Monday’s online discussion was titled “Combatting Hate by Teaching the Holocaust and Other Hard Histories,” and Bridget Long, dean of the Harvard Graduate School of Education, noted how desperately needed those lessons are.
On Saturday, a white 18-year-old gunman dressed in body armor and carrying an assault-style rifle shot 13 people in a supermarket in Buffalo, N.Y., killing 10. Eleven of the shooting victims were Black. The attacks are just the latest in a series of hate crimes in the country in recent years.
Long said the effects of the Holocaust “still reverberate today, not only in the Jewish community, but everywhere, and we should never, never, ever forget the horror of those acts, but importantly know that hate still exists today, and it can touch all of us.”
“We cannot sit silently by,” Long added. “We need to know our history and to confront the fact that evil exists, and it thrives when good people do nothing. We must all condemn hate in the strongest possible terms and work at both individual and national and international levels to confront this malice.”
The afternoon event, part of the School’s Askwith Education Forum series, focused on “the power of personal narrative and personal identity as a tool for teaching and understanding history,” and featured cast members from the 2021 documentary “Undeniable: The Truth to Remember.” The film follows Holocaust survivors as they share their stories with a group of Texas high school students.
The project began as an attempt to “educate people about the terrible tragedy of the Holocaust,” said the film’s producer Tom Werner, who is also the chairman of the Boston Red Sox.
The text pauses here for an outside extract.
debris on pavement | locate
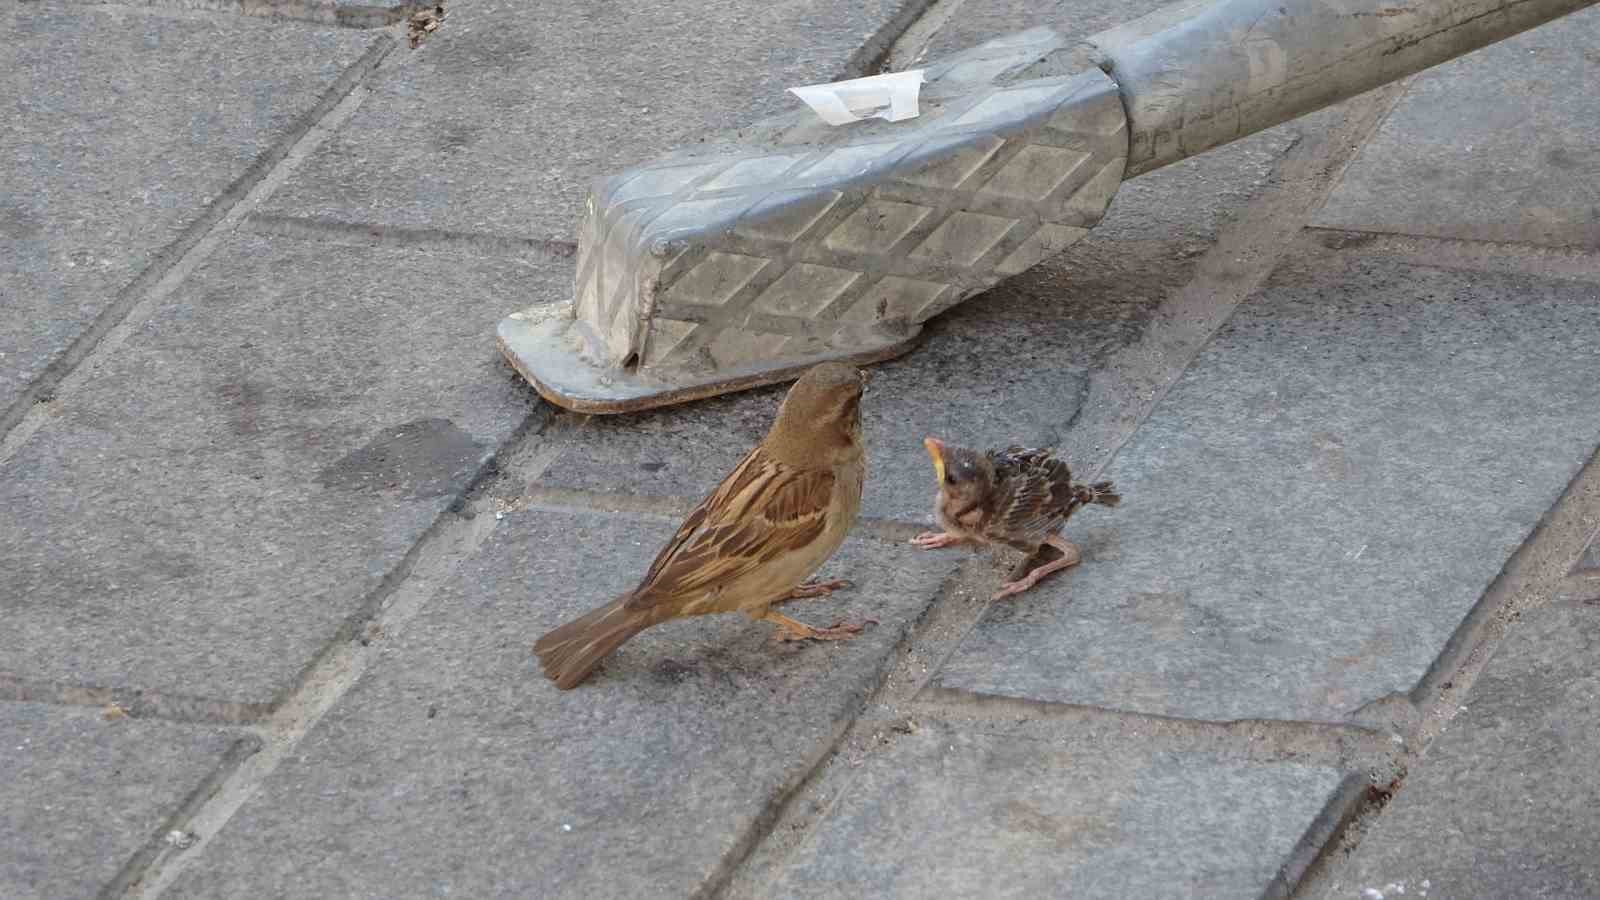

Werner echoed Long’s comments, noting that hate crimes “still exist today,” and said the Buffalo shooter’s racist manifesto could have been lifted from “Mein Kampf,” Adolf Hitler’s 1925 autobiography tracing the evolution of his antisemitic and racist ideology, which would later be embraced by the Nazi Party.
Lamenting the fact that “the Holocaust is probably not taught in the majority now of high schools in America,” Werner said education is “the most powerful way you can combat hate crimes.”